Van de gelovige echter, zie Galaten 5:13, "Want gij zijt tot vrijheid geroepen, broeders; alleen gebruikt de vrijheid niet tot een oorzaak voor het vlees, maar dient elkander door de liefde."
Hier staat het m.i. duidelijk geformuleerd. Op theologienet.nl is alles ook na te lezen.
Luther waarschuwt wel dat velen de vrijheid van de Geest trekken in de vrijheid van het vlees. En m.i. zit daar het onderscheid. De nieuwe, de geestelijke mens is vrij. De oude, de vleselijke mens is dienstbaar aan de wet. Ook na ontvangen genade...Opdat de christenen, dus niet, zoals wij zeiden, deze vrijheid zouden misbruiken, legt de apostel hun vlees de dienstbaarheid door de wet op en die houdt wederzijdse liefde in.
Daarom moeten de vromen er zichzelf aan herinneren, dat zij in hun geweten wel vrij zijn van de vloek der wet, van de zonden en van de dood en dat dan alleen om Christus' wil, maar dat zij naar het lichaam dienstknechten zijn.

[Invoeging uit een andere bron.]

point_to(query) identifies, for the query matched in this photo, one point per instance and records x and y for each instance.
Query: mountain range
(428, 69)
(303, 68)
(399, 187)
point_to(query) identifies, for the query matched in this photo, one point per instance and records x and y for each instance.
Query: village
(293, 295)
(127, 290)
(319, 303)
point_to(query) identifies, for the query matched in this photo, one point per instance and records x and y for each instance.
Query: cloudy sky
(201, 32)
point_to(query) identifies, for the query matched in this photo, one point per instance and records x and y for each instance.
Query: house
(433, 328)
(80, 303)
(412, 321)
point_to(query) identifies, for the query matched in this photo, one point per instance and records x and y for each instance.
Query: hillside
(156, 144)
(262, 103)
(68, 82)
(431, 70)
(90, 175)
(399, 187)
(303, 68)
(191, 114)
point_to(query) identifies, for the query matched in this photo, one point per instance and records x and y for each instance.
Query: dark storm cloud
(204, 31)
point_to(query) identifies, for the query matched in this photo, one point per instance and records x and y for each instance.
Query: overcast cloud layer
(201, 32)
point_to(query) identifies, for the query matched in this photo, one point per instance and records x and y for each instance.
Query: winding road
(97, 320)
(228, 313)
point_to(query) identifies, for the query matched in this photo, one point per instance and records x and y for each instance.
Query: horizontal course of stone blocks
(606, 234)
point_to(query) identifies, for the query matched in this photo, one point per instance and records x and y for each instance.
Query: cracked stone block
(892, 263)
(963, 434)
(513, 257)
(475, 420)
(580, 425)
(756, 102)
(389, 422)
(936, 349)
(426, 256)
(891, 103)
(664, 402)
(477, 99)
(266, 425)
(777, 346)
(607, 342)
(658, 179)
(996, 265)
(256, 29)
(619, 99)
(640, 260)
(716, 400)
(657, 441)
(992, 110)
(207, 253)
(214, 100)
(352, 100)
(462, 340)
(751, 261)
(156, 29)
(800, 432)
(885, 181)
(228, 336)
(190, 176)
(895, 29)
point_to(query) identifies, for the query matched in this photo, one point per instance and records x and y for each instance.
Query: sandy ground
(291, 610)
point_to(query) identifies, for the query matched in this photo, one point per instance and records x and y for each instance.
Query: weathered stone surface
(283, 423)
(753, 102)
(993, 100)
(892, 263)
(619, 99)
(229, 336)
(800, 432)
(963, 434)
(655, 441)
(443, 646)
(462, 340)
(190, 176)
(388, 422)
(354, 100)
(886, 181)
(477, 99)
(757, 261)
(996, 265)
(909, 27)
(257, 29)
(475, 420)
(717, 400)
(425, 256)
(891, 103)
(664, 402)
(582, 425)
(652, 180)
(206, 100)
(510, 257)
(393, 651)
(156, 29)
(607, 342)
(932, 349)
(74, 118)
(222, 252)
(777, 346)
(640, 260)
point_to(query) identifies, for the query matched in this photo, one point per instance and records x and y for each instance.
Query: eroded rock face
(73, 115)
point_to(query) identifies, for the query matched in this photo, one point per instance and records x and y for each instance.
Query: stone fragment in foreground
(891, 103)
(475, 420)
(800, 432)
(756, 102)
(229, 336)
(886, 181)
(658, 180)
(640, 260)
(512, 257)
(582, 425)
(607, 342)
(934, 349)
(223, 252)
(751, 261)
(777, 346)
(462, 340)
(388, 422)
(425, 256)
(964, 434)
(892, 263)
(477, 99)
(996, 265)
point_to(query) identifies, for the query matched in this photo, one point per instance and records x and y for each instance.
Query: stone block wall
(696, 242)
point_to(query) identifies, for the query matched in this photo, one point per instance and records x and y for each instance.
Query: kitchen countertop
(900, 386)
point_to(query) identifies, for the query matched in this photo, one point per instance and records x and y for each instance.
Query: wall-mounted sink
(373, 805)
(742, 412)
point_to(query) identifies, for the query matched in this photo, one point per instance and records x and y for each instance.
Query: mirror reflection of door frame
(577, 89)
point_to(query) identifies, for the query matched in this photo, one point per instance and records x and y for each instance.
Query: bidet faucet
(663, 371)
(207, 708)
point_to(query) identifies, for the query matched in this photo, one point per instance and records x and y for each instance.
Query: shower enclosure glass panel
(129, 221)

En de hoofsom der wet is liefde tot God en liefde tot de naaste. m.i. is dus het vlees - ook van de gerechtvaardigde - dienstbaar aan de wet.
En Heb. 12 vs 14 zegt: Jaagt den vrede na met allen, en de heiligmaking, zonder welke niemand den Heere zien zal;
Ben het dus geheel met Zonderling eens. De gelovige staat dus in het aardse - vleselijke - leven niet boven de wet maar is er dienstbaar aan.